I’m trying to build a Digital Twin for my mobile robot, facing the following problem while trying to simulate realistic differential drive behavior

Environment

▎ - Isaac Sim 5.1; CPU dynamics (enableGPUDynamics=False)
▎ - Scene: solverType=TGS, frictionType=patch, frictionCorrelationDistance=0.025,
▎ frictionOffsetThreshold=0.04, enableStabilization=True, collisionSystem=PCM, enableCCD=True, timeStepsPerSecond=60

▎ Robot (URDF import): differential drive — two rear drive wheels (r=0.107 m, mount track 0.618 m)
▎ + one passive centered front caster (r=0.0625 m, trail ~0.042 m, carries ~48% of weight). Mass
▎ 400 kg, base Izz 41 kg·m² (both validated against CAD). Articulation: WheeledRobot +
▎ DifferentialController; each physics step I call
▎ articulation_controller.apply_action(ArticulationAction(joint_velocities=[L,R],
▎ joint_indices=wheel_dofs)).

▎ Drive config: velocity mode (stiffness=0), damping=500 (verified at runtime via get_gains()),
▎ maxForce=400 N·m, joint velocity limit 20 rad/s. Solver iters: position 32, velocity 8.
▎ physics_dt=1/60.

▎ Problem: commanded angular velocity is badly under-achieved while linear velocity tracks ~95%.
▎ Body yaw measured via get_angular_velocity()[2]:
▎ - In-place rotation: achieved/commanded = 0.52 @ ω=0.2, 0.75 @ ω=0.5, 0.79 @ ω= 1.0 (ratio improves with speed).
▎ - Gentle arc (v=0.2, ω=0.2): body yaws ~0.10 rad/s (~52%).
▎ - The physical robot tracks commanded yaw accurately.

▎ Wheel-level telemetry (commanded vs actual joint velocity):
▎ - In-place, low ω: wheels do reach their commanded ± speeds, but the body still under-rotates → wheels are slipping/scrubbing in place.
▎ - In arcs: the outer wheel never reaches its commanded speed (e.g. cmd 2.45 rad/s, actual
▎ ~1.6–1.8 — sits at body forward-rolling speed); inner wheel tracks.

▎ Already ruled out (no measurable change to the yaw deficit):
▎ - Caster wheel μ: 0.8 → 0.2 → 0.02 (near-frictionless)
▎ - Drive-tyre collider width: cylinder height 0.089 → 0.02 m
▎ - Drive wheel collider shape: cylinder → sphere (point contact)
▎ - Drive velocity gain kd: 100 → 500 → 1500 (confirmed applied)
▎ - Drive wheel μ: 0.8 → 1.5
▎ - Drive maxForce: 200 → 400 N·m
▎ - Mass/inertia validated against CAD

▎ Questions:
▎ 1. With wheels tracking their velocity targets but the body under-rotating (in-place), and the outer wheel failing to reach target (arcs) — what governs this slip, independent of friction/contact/gain?
▎ 2. The ratio improving with command magnitude looks stiction-like — could enableStabilization and/or patch friction (frictionCorrelationDistance) be damping low-speed yaw?
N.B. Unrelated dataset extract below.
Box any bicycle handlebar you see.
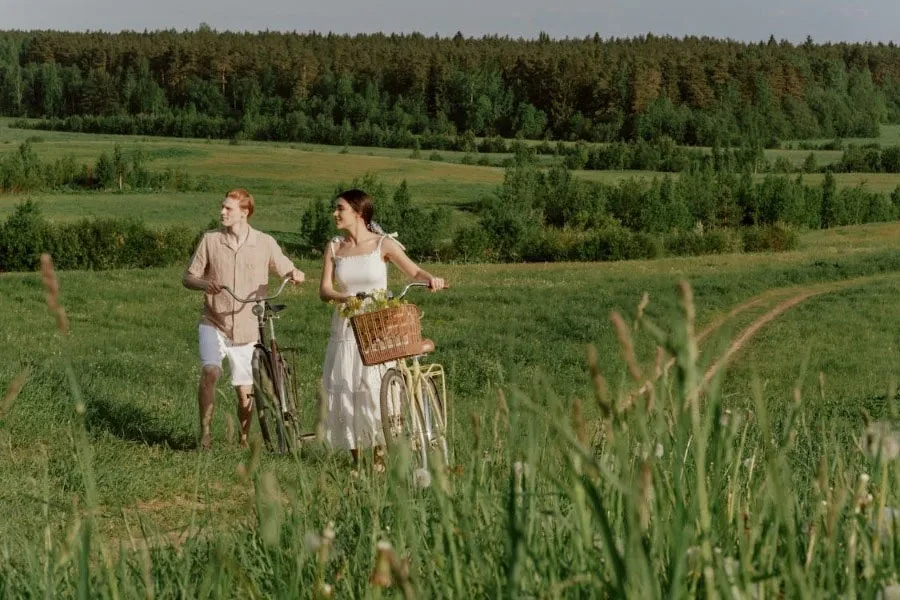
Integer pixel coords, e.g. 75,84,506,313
356,281,450,300
222,277,291,304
Recommended scene settings for a velocity-driven wheeled robot?


▎ Can share URDF/USD and a minimal repro. I spent a lot of time trying to get to the bottom of this, i might have missed something fundamental. Kindly help me out in resolving this problem, any new insights are appreciated.

Hi @kbr9112014,

Thanks for the posting this issue. Here are some pointers:

A couple of directions worth checking:

  • Low-speed contact/solver regime.

Ratio improves with speed, invariant to the friction coefficient

Could be an artifact of the solvers residuals. Try raising the physics rate to 120–240 Hz and bumping physxArticulation:solverPositionIterationCount (e.g. 32+).

  • Confirm the slip by logging each drive wheel’s contact-point lateral
    velocity during the turn.

Could you share the URDF + minimal repro you mentioned? With your exact
masses/inertia (Izz=41), COM, and caster geometry if possible — a hand-built model is too sensitive to mass distribution to match your numbers without it.